Dal 15 giugno 2023 è in vigore il Decreto Ministeriale n. 59 del 4 aprile 2023, conosciuto come Decreto R.E.N.T.Ri. Tale provvedimento disciplina il Registro Elettronico Nazionale per la Tracciabilità dei Rifiuti, previsto dall’articolo 188-bis del Decreto Legislativo 152/2006 (Testo Unico Ambientale) e successivamente regolamentato nei dettagli dal DM 59. La nuova normativa introduce cambiamenti significativi per enti e imprese impegnati nella produzione e gestione dei rifiuti, in particolare quelli di origine industriale.

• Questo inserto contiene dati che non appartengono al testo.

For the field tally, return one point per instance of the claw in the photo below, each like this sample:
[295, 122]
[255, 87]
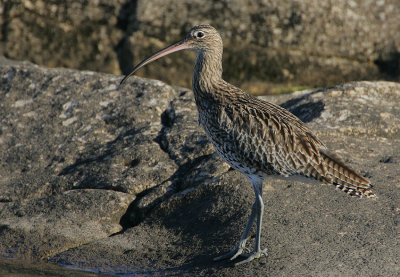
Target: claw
[252, 256]
[231, 255]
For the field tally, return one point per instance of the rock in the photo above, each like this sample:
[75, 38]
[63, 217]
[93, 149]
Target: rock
[310, 42]
[125, 182]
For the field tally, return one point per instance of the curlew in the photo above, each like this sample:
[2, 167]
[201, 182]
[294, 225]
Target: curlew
[256, 137]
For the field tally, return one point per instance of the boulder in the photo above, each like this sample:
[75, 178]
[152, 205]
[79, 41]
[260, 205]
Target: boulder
[125, 182]
[312, 43]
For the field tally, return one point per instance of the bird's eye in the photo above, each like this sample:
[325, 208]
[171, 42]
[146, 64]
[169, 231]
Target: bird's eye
[199, 34]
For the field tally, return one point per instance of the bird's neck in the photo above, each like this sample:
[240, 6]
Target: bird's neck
[207, 71]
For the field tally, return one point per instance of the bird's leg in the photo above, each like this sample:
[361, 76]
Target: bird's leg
[234, 253]
[257, 253]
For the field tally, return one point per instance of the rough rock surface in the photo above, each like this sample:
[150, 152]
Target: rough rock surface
[125, 182]
[309, 42]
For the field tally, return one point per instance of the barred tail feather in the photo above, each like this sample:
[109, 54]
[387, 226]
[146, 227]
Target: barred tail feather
[346, 178]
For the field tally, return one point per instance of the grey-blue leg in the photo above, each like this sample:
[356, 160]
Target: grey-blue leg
[257, 253]
[256, 211]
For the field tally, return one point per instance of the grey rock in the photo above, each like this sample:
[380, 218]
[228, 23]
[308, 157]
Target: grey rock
[310, 42]
[125, 182]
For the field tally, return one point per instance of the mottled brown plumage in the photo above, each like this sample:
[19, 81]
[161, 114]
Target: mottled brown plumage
[256, 137]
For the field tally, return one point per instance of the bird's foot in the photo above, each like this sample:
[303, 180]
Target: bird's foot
[231, 255]
[252, 256]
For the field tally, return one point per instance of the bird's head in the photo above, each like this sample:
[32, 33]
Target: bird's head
[201, 38]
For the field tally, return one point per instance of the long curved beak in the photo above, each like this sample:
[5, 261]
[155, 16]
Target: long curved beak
[180, 45]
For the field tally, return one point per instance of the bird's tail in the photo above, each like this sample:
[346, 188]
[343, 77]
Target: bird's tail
[346, 178]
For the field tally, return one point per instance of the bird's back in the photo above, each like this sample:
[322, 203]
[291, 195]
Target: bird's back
[259, 138]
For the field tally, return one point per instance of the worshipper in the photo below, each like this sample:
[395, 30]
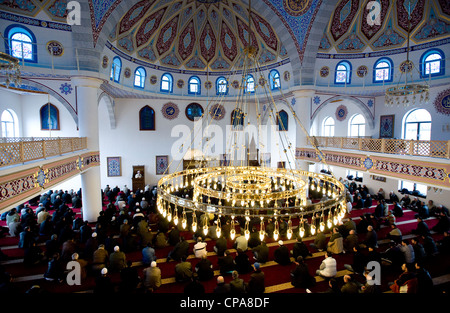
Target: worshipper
[152, 277]
[424, 281]
[117, 260]
[327, 268]
[237, 285]
[406, 282]
[281, 254]
[359, 261]
[148, 255]
[256, 283]
[242, 262]
[100, 259]
[350, 286]
[204, 269]
[300, 276]
[180, 250]
[200, 248]
[261, 253]
[55, 269]
[226, 263]
[336, 243]
[103, 284]
[220, 246]
[351, 241]
[300, 249]
[221, 286]
[194, 287]
[183, 270]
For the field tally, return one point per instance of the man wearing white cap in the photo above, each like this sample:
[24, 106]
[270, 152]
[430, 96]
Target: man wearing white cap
[152, 277]
[281, 254]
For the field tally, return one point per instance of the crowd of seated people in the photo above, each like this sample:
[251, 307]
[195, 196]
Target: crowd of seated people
[131, 223]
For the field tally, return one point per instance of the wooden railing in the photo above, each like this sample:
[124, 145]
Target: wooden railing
[426, 148]
[24, 149]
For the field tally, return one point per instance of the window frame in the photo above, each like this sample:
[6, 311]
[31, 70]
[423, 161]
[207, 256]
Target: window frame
[390, 68]
[218, 84]
[247, 83]
[273, 76]
[115, 76]
[324, 133]
[143, 74]
[140, 118]
[350, 124]
[170, 82]
[283, 127]
[198, 83]
[348, 71]
[15, 29]
[423, 63]
[55, 110]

Il RENTRI è il sistema informatico nazionale per la tracciabilità dei rifiuti, istituito dall’articolo 188-bis del Decreto Legislativo 152/2006 (Testo Unico Ambientale) e dalla Strategia nazionale per l’economia circolare, e successivamente disciplinato da norme integrative, tra cui il Decreto Ministeriale n. 59 del 4 aprile 2023.
Si tratta di un registro elettronico che consente di monitorare in modo digitale i rifiuti prodotti e gestiti sul territorio nazionale. È uno strumento di supporto al Ministero dell’Ambiente e della Sicurezza Energetica, che ne utilizza i dati per attività di vigilanza, controllo e pianificazione delle politiche ambientali.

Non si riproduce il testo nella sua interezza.